A defect database that tracks errors in processes (or even products) – a database that is so sophisticated that it actually tracks where the defect occurred in addition to the type of defect – can provide powerful information. It can be quite helpful in scoping and prioritizing potential improvement opportunities. But is the data trustworthy? Is the defect database providing the correct information?

The process of understanding the defect, choosing and assigning the appropriate code for the defect, identifying and recording where the defect occurred, and even perhaps assigning a severity level to that defect are steps that must occur in a defect database measurement system.

Figure 1: Process Map
Figure 1: Process Map

Like any measurement system, the precision and accuracy of the database must be understood before using (or at least while using) the information to make decisions. At first glance, it might seem that the obvious place to start is with an attribute agreement analysis (or attribute gage R&R). That might not be such a great idea, however. 

Because executing an attribute agreement analysis can be time consuming, expensive and generally inconvenient to all those involved (the analysis is simple compared to the execution), it is best to take a moment to really understand what should be done and why. 
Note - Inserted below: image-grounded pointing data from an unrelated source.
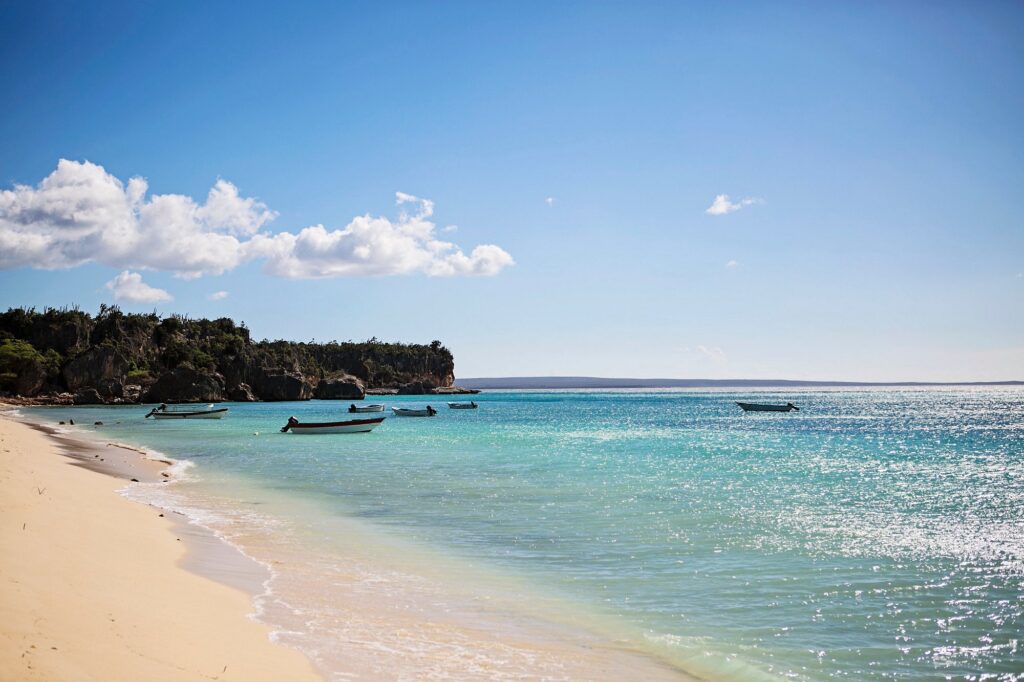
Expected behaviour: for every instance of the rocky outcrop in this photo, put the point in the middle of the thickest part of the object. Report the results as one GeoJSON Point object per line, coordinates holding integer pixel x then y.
{"type": "Point", "coordinates": [278, 384]}
{"type": "Point", "coordinates": [417, 388]}
{"type": "Point", "coordinates": [132, 393]}
{"type": "Point", "coordinates": [97, 365]}
{"type": "Point", "coordinates": [241, 393]}
{"type": "Point", "coordinates": [88, 396]}
{"type": "Point", "coordinates": [185, 384]}
{"type": "Point", "coordinates": [65, 350]}
{"type": "Point", "coordinates": [343, 387]}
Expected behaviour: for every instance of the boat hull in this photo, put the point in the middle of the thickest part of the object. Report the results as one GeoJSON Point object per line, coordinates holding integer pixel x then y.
{"type": "Point", "coordinates": [352, 426]}
{"type": "Point", "coordinates": [206, 414]}
{"type": "Point", "coordinates": [367, 408]}
{"type": "Point", "coordinates": [754, 407]}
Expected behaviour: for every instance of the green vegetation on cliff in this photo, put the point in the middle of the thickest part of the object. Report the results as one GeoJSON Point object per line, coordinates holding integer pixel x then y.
{"type": "Point", "coordinates": [118, 356]}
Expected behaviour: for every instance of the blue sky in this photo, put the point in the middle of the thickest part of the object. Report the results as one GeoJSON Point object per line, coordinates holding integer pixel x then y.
{"type": "Point", "coordinates": [881, 146]}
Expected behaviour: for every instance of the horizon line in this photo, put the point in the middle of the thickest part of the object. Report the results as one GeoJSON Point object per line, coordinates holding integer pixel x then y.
{"type": "Point", "coordinates": [662, 382]}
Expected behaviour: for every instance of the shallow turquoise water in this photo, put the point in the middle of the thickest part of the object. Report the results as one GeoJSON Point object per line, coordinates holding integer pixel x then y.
{"type": "Point", "coordinates": [875, 535]}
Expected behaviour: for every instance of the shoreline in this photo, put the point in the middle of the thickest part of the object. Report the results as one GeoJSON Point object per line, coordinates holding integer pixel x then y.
{"type": "Point", "coordinates": [540, 648]}
{"type": "Point", "coordinates": [95, 586]}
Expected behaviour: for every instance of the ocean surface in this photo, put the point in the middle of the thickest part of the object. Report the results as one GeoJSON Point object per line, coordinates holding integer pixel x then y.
{"type": "Point", "coordinates": [875, 535]}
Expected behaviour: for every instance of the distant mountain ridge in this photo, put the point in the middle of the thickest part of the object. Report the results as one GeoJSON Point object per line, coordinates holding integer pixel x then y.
{"type": "Point", "coordinates": [605, 382]}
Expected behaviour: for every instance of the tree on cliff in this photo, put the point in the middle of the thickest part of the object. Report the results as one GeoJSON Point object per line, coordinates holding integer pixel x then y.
{"type": "Point", "coordinates": [121, 356]}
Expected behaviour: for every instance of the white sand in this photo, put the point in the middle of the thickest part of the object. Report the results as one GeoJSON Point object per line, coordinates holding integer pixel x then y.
{"type": "Point", "coordinates": [91, 586]}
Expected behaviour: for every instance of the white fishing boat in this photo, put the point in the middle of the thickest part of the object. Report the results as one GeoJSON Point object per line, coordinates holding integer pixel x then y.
{"type": "Point", "coordinates": [366, 408]}
{"type": "Point", "coordinates": [755, 407]}
{"type": "Point", "coordinates": [409, 412]}
{"type": "Point", "coordinates": [186, 412]}
{"type": "Point", "coordinates": [350, 426]}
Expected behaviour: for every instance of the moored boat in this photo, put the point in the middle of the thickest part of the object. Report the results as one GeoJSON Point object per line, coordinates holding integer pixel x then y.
{"type": "Point", "coordinates": [163, 412]}
{"type": "Point", "coordinates": [350, 426]}
{"type": "Point", "coordinates": [409, 412]}
{"type": "Point", "coordinates": [366, 408]}
{"type": "Point", "coordinates": [756, 407]}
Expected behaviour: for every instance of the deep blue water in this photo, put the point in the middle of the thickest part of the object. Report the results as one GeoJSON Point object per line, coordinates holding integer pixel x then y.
{"type": "Point", "coordinates": [873, 535]}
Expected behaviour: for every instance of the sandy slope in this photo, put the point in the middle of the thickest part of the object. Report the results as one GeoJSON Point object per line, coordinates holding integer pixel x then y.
{"type": "Point", "coordinates": [90, 587]}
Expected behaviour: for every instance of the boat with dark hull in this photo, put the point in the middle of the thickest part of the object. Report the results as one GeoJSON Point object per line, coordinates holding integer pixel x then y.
{"type": "Point", "coordinates": [756, 407]}
{"type": "Point", "coordinates": [350, 426]}
{"type": "Point", "coordinates": [163, 412]}
{"type": "Point", "coordinates": [409, 412]}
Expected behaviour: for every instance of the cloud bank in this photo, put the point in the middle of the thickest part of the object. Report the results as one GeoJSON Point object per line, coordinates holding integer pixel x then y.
{"type": "Point", "coordinates": [80, 213]}
{"type": "Point", "coordinates": [129, 287]}
{"type": "Point", "coordinates": [723, 205]}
A Great Idea That Is Tough to Implement

First, the analyst should firmly establish that there is, in fact, attribute data. It is reasonable to assume that the assignment of a code – that is, classification of a code into a category – is a decision that characterizes the defect with an attribute. Either a defect is properly assigned a category or it is not. Likewise, the correct source location is either assigned to the defect or it is not. These are “yes” or “no” and “correct assignment” or “incorrect assignment” answers. That part is pretty simple.
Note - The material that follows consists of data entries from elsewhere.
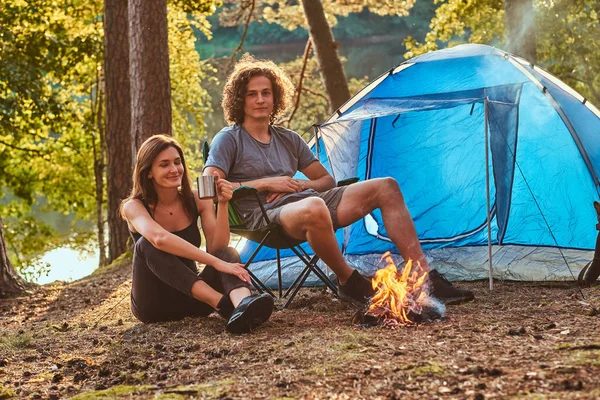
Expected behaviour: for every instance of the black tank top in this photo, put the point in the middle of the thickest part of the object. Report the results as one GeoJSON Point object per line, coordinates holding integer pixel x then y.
{"type": "Point", "coordinates": [191, 234]}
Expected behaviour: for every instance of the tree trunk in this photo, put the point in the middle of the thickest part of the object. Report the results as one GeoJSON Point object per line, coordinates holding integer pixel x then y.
{"type": "Point", "coordinates": [10, 282]}
{"type": "Point", "coordinates": [119, 144]}
{"type": "Point", "coordinates": [519, 21]}
{"type": "Point", "coordinates": [149, 69]}
{"type": "Point", "coordinates": [99, 152]}
{"type": "Point", "coordinates": [325, 48]}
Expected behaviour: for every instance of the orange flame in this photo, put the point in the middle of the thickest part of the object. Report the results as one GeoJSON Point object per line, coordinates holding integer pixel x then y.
{"type": "Point", "coordinates": [398, 294]}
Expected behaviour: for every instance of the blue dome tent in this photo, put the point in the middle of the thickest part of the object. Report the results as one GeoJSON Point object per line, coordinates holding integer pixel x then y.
{"type": "Point", "coordinates": [497, 159]}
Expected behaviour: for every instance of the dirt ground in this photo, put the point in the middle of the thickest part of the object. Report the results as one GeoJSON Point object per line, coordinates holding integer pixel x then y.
{"type": "Point", "coordinates": [526, 340]}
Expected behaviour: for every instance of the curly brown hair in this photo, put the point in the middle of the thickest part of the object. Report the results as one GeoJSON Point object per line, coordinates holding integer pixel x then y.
{"type": "Point", "coordinates": [234, 93]}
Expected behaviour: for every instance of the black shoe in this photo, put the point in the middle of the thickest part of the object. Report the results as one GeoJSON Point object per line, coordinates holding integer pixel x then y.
{"type": "Point", "coordinates": [442, 289]}
{"type": "Point", "coordinates": [357, 290]}
{"type": "Point", "coordinates": [589, 273]}
{"type": "Point", "coordinates": [253, 311]}
{"type": "Point", "coordinates": [225, 307]}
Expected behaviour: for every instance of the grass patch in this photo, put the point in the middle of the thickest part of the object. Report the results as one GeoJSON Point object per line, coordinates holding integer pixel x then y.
{"type": "Point", "coordinates": [113, 392]}
{"type": "Point", "coordinates": [18, 341]}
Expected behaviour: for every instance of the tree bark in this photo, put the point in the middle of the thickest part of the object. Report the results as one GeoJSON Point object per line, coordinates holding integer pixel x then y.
{"type": "Point", "coordinates": [10, 281]}
{"type": "Point", "coordinates": [325, 48]}
{"type": "Point", "coordinates": [119, 143]}
{"type": "Point", "coordinates": [149, 69]}
{"type": "Point", "coordinates": [519, 21]}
Once it is firmly established that the defect database is an attribute measurement system, the next step is to explore the notions of precision and accuracy as they relate to the situation. First of all, it helps to understand that precision and accuracy are terms that are borrowed from the world of continuous (or variable) gages. For example, it is desirable that the speedometer in a car accurately reads the correct speed across a range of speeds (e.g. 25 mph, 40 mph, 55 mph, and 70 mph) regardless of who is reading it. The absence of bias across a range of values over time can generally be called accuracy (bias can be thought of as being wrong on average). The ability of different people to interpret the same value from the gage several times and agree with each other is called precision (and precision issues may stem from a problem with the gage, not necessarily the people using it).
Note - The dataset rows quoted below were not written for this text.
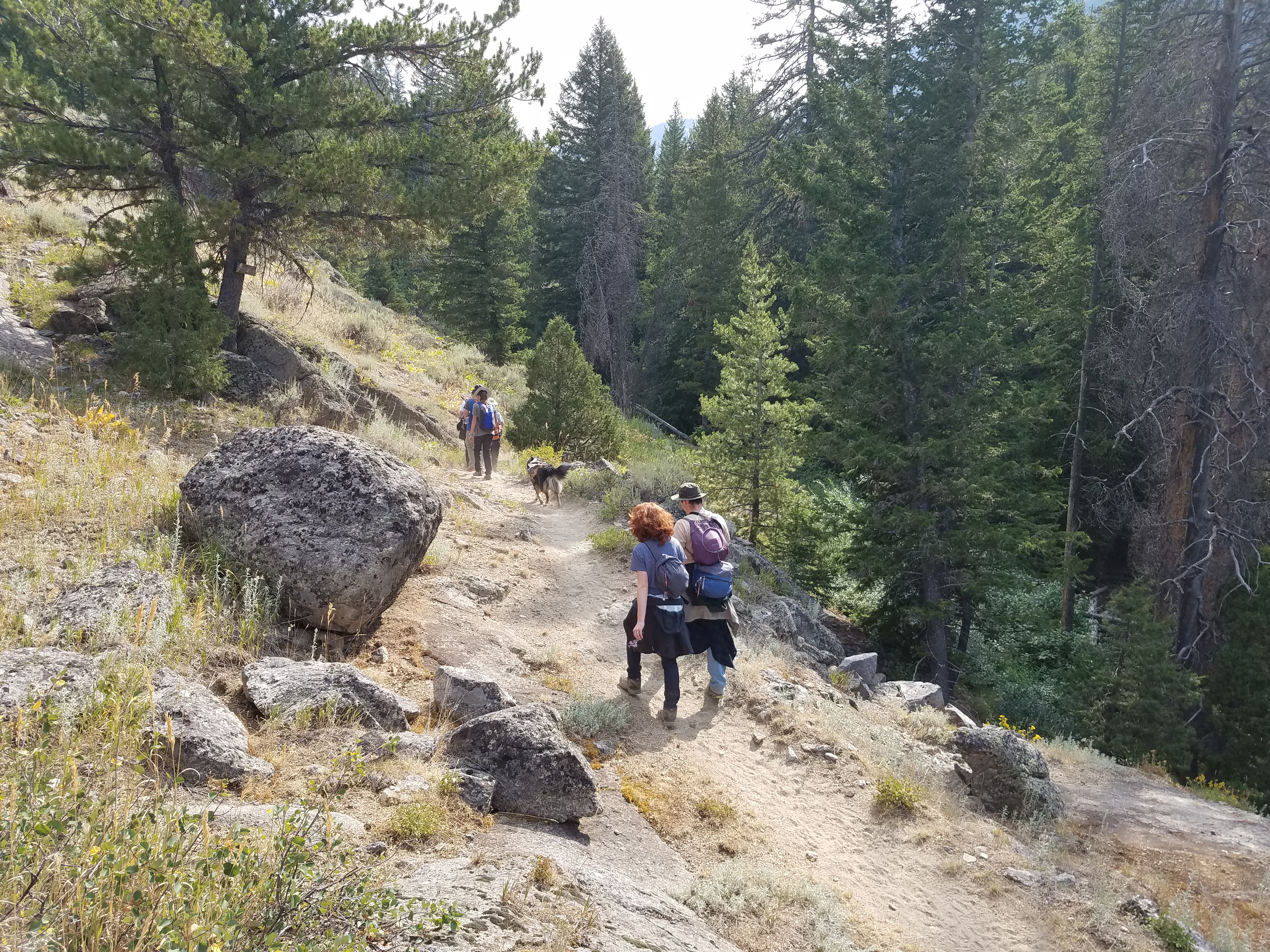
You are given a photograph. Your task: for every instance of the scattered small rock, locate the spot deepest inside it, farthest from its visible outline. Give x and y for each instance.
(465, 694)
(208, 739)
(404, 790)
(475, 789)
(376, 745)
(1024, 878)
(28, 673)
(536, 771)
(289, 687)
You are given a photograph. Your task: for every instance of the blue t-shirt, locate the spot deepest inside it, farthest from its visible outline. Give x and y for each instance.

A defect database, however, is not a continuous gage. The values assigned are correct or they are not; there is no (or there shouldn’t be any) gray area. If the codes, locations and severities are defined effectively, then there is just one correct attribute for each of those categories for any given defect. 

Unlike a continuous gage, which can be accurate (on average) but not precise, any lack of precision in an attribute measurement system will necessarily create accuracy problems, too. If the defect coder is unclear or indecisive about how a defect should be coded, then multiple defects of the same type will have different codes assigned, rendering the database inaccurate. In fact, for an attribute measurement system, imprecision is an important contributor to inaccuracy. 

The precision of any measurement system is analyzed by segmenting it into two core components: repeatability (the ability of a given assessor to assign the same value or attribute multiple times under the same conditions) and reproducibility (the ability of multiple assessors to agree among themselves for a given set of circumstances). For an attribute measurement system, problems with either repeatability or reproducibility will necessarily create accuracy problems. Furthermore, if overall accuracy and repeatability and reproducibility are known, then bias can also be discovered in situations where the choices are consistently wrong. 

Challenges in Performing an Attribute Agreement Analysis

An attribute agreement analysis is designed to simultaneously evaluate the impact of repeatability and reproducibility on accuracy. It allows the analyst to examine the responses from multiple reviewers as they look at several scenarios multiple times. It produces statistics that evaluate the ability of the appraisers to agree with themselves (repeatability), with each other (reproducibility), and with a known master or correct value (overall accuracy) for each characteristic – over and over again.

Analytically, this technique is a wonderful idea. But in practice the technique can be difficult to execute in a meaningful way. First, there is always the issue of sample size. For attribute data, relatively large samples are needed to be able to calculate percentages with reasonably small confidence intervals. If an assessor examines 50 different defect scenarios – twice – and the match rate is 96 percent (48 of 50 chances to match), then the 95 percent confidence interval ranges from 86.29 percent to 99.51 percent. That’s a pretty large margin of error, especially given the challenge of selecting the scenarios, reviewing them thoroughly to ensure the proper master value is assigned, and then convincing the appraiser to actually do the work – twice. If the number of scenarios is increased to 100, the 95 percent confidence interval for a 96 percent match rate narrows to a range of 90.1 percent to 98.9 percent (Figure 2).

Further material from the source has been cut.